Previously unseen images of the interior of Apple Park have now been revealed by the company's design team, as they discuss working in the iconic building.
View from a fourth floor corridor at Apple Park
Four years after Jony Ive described Apple Park to Wallpaper*, the publication has returned to learn how the completed building feels to its design staff. Evans Hankey, vice president of industrial design, and Alan Dye, vice president of human interface design, say that it's only after a few years that they've come to appreciate the building.
"It's just so quiet and calming," Hankey told Wallpaper*. "We never really understood what that would mean for us until we'd been here for a while. It's been designed for serendipitous meetings as well as collaboration."
The design team moved in to Apple Park three years ago, and the intention from the start was that the whole team would work together.
"We can have industrial designers sat next to a font designer," said Jony Ive back in 2017, "sat next to a sound designer, who is sat next to a motion graphics expert, who is sat next to a colour designer, who is sat next to somebody who is developing objects in soft materials."
Hankey and Dye say that this is exactly what has happened, but also that it took more work than had perhaps been imagined.
Evans Hankey (red top, behind iMacs) leads a design discussion in Apple Park
"We knew very much that this was a massive opportunity, but we also knew that it also had to be more than just adjacencies," said Hankey. "We got to where we were as a team because of our cultures and our processes."
"It was a challenge, not an automatic win," she continued. "It really took a lot of time to try new things out and be a little bit outside our comfort zones."
"We care about making great products, but we've worked equally hard at making a great team and culture," added Dye. "A lot of that came from the beginning. Steve defined Apple by its design."

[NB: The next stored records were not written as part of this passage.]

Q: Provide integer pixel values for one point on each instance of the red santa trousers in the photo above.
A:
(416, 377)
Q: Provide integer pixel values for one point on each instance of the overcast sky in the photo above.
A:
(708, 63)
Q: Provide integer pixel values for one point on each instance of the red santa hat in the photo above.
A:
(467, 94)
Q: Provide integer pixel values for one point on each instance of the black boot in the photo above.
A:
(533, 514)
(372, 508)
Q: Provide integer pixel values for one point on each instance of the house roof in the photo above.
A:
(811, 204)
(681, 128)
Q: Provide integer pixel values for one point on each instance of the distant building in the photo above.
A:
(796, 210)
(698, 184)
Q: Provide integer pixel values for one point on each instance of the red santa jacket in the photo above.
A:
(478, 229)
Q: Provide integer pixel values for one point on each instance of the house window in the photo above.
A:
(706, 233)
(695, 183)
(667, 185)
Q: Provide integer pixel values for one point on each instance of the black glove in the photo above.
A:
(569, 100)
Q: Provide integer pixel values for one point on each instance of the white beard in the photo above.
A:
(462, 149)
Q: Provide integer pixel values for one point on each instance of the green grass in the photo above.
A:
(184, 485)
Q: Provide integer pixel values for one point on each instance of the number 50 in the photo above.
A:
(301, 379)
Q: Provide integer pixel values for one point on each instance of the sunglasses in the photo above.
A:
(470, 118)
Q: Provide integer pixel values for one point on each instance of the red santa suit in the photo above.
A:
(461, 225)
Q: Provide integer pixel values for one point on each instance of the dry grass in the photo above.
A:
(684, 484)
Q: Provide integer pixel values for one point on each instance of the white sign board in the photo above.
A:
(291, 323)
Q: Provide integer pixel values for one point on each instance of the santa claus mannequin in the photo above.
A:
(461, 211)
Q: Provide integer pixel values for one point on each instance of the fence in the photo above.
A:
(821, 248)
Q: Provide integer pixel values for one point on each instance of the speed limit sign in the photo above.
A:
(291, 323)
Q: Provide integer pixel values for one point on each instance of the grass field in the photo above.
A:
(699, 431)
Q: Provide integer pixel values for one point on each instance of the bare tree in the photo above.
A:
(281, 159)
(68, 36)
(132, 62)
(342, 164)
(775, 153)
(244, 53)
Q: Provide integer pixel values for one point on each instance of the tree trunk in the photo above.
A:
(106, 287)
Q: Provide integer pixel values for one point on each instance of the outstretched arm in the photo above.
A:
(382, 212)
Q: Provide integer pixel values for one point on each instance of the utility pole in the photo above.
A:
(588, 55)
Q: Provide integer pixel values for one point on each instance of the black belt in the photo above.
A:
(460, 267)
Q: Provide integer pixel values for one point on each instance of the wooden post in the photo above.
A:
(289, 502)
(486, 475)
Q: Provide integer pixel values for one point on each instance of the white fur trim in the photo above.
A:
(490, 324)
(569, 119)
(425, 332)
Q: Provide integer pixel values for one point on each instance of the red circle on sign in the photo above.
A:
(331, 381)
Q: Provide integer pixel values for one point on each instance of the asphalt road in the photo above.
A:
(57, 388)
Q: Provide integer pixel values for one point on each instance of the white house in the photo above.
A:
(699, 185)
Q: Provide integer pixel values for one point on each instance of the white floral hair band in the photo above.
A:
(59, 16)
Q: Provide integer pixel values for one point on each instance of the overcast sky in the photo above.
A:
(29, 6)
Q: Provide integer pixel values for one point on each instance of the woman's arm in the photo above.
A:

"We always remember him saying that design is not just a veneer. It's not just how things look, it's about how things work," he continued. "After three years, we couldn't believe more in the vision of having one central Design Team across all Apple products."
Alan Dye (blue top), discussing typography in an Apple Park meeting room
The full Wallpaper* interview touches on how this approach has benefited the design of products such as the Apple Watch. It also, though, reveals an Apple tradition.
"We have this tradition of making things for one another at Christmas," says Hankey. "It's about that joy of making and joy of giving. It's something that's come from the culture of the team."